Память

Андрей Кд Лаврик
Старый писатель жил в доме на берегу
У самой черты морской набегающей пены.
Любил он встречать пожилую певицу одну,
Делился с нею мечтами, что сокровенны.

Они пили чайные сборы из Тегерана,
Но чаще вино – по южному колориту.
И он ей читал куски своего романа,
Она ему вкрадчиво пела «Кармен-сюиту».

Бывало, заспорят чайки, подует ветер,
Бегут по причалу послушные волн барашки.
Он ей стихи декламирует на рассвете,
Она пришивает петельку к его рубашке.

Погашено солнце в закате, как сигарета,
Под песню цикад доверить кому мечту бы?
Он дарит билеты на оперу «Риголетто»,
Она «тру-ля-ля» напевает и красит губы.

Восходит луна, и звёзды – её сестрицы,
Над морем клубится послушная дымка тумана.
Он пишет восторженно в день по 4 страницы
Под голос её – очень нежное меццо-сопрано.

Когда же она попадает в больницу с инфарктом,
То шторм в 10 балов шумит у него внутри.
Он мчится в аптеку с таким молодецким азартом,
Как будто ему 37, а не 73.

Таскает таблетки, инъекции, спирт и вату.
«Ты что, Моя Радость?
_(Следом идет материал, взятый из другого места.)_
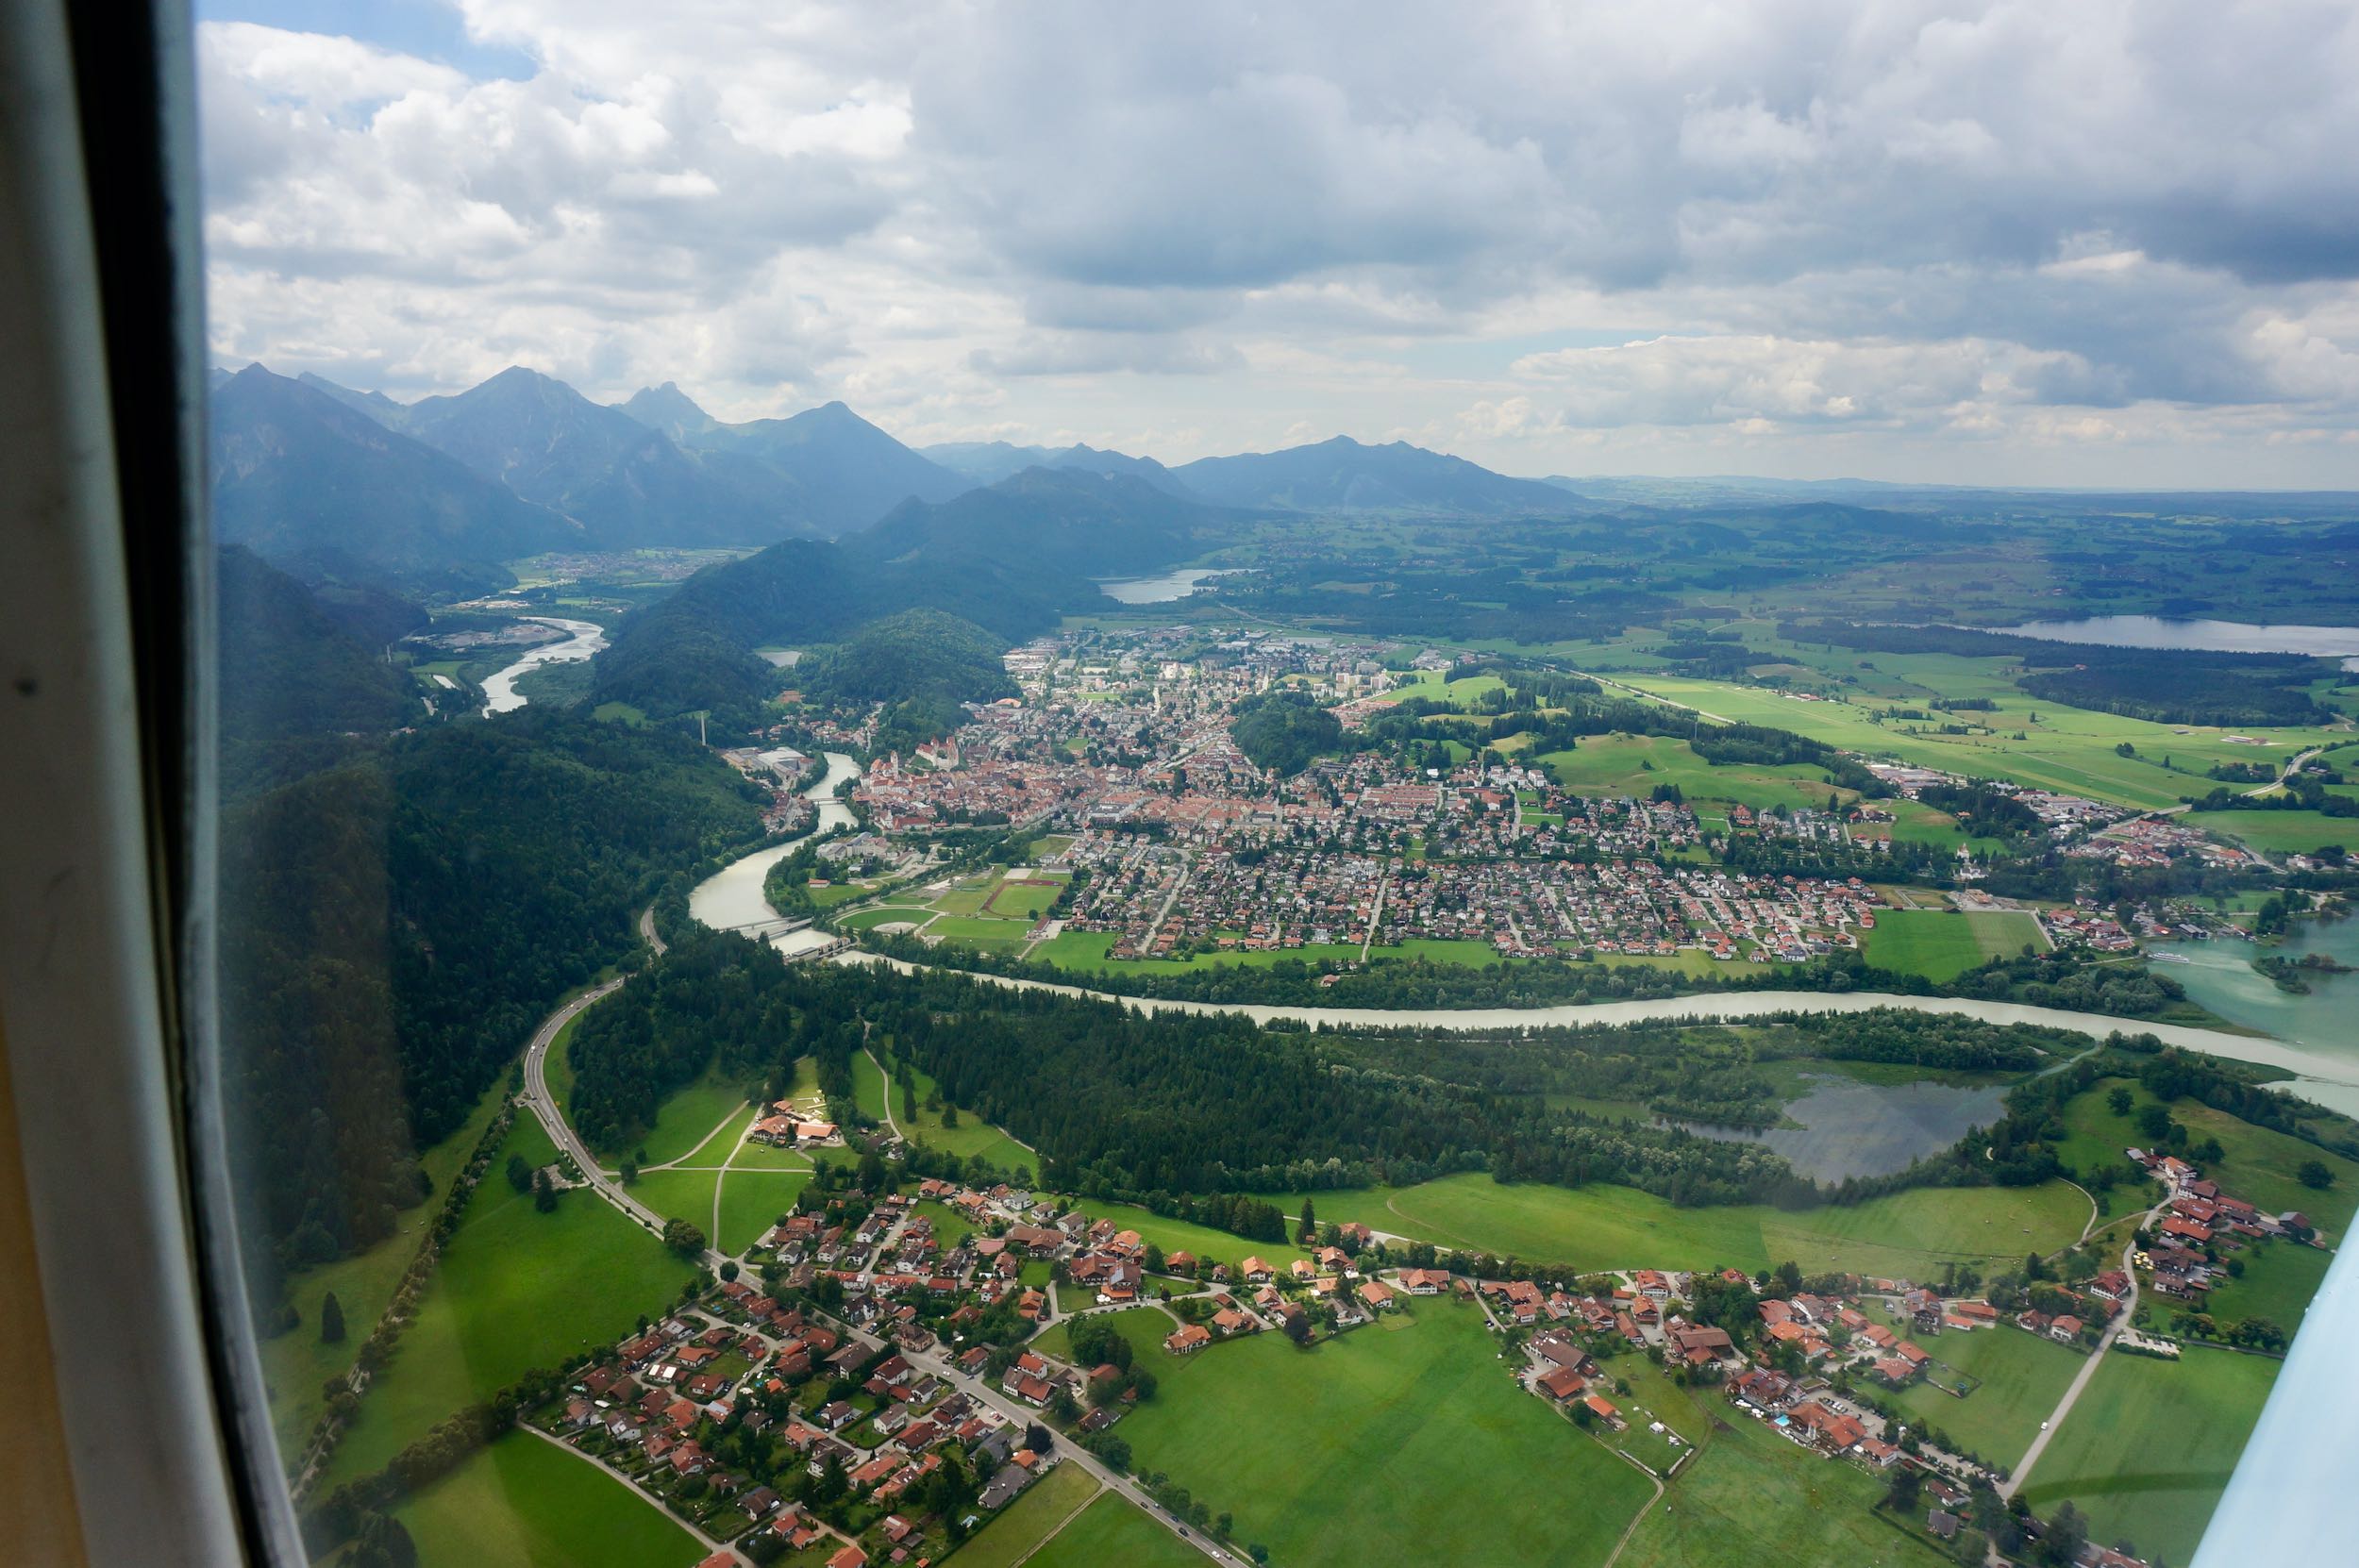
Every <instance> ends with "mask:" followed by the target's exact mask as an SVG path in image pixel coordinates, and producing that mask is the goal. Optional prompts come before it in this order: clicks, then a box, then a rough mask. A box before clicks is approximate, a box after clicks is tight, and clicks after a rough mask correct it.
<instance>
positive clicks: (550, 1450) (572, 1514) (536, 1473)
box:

Я рядом! Не вешай нос!»
В день выписки он приходит в её палату
С огромным букетом любимых её белых роз.

И снова театры, проза, стихи и песни,
Морские пейзажи, прогулки вдвоём по пляжу.
Бегущие с бешеной скоростью месяцы вместе.
Жаль, время – пожар, что жизнь превращает в сажу.

Предчувствие неизбежной тревоги странной.
Себя успокоив, что с каждым ведь так бывает,
Она проверяет конфорки и краны в ванной,-
В последнее время он часто всё забывает.

Сначала писал в неделю с трудом лишь строчку,
То суффикс упустит, то префиксы потеряет.
Теперь же глядит всё время в одну он точку.
Врачи говорят, ничего уже не понимает.

Вывозит его в коляске в часы прилива,
Из сумки берёт бумажную вереницу,
Читает вслух эту рукопись бережливо,
А там про писателя, что полюбил певицу.

А там оживают чайки, закаты, лето,
И пахнет вино, между строчками разливаясь.
Он слушает, щурясь от яркого-яркого света,
И смотрит куда-то в прошлое, улыбаясь.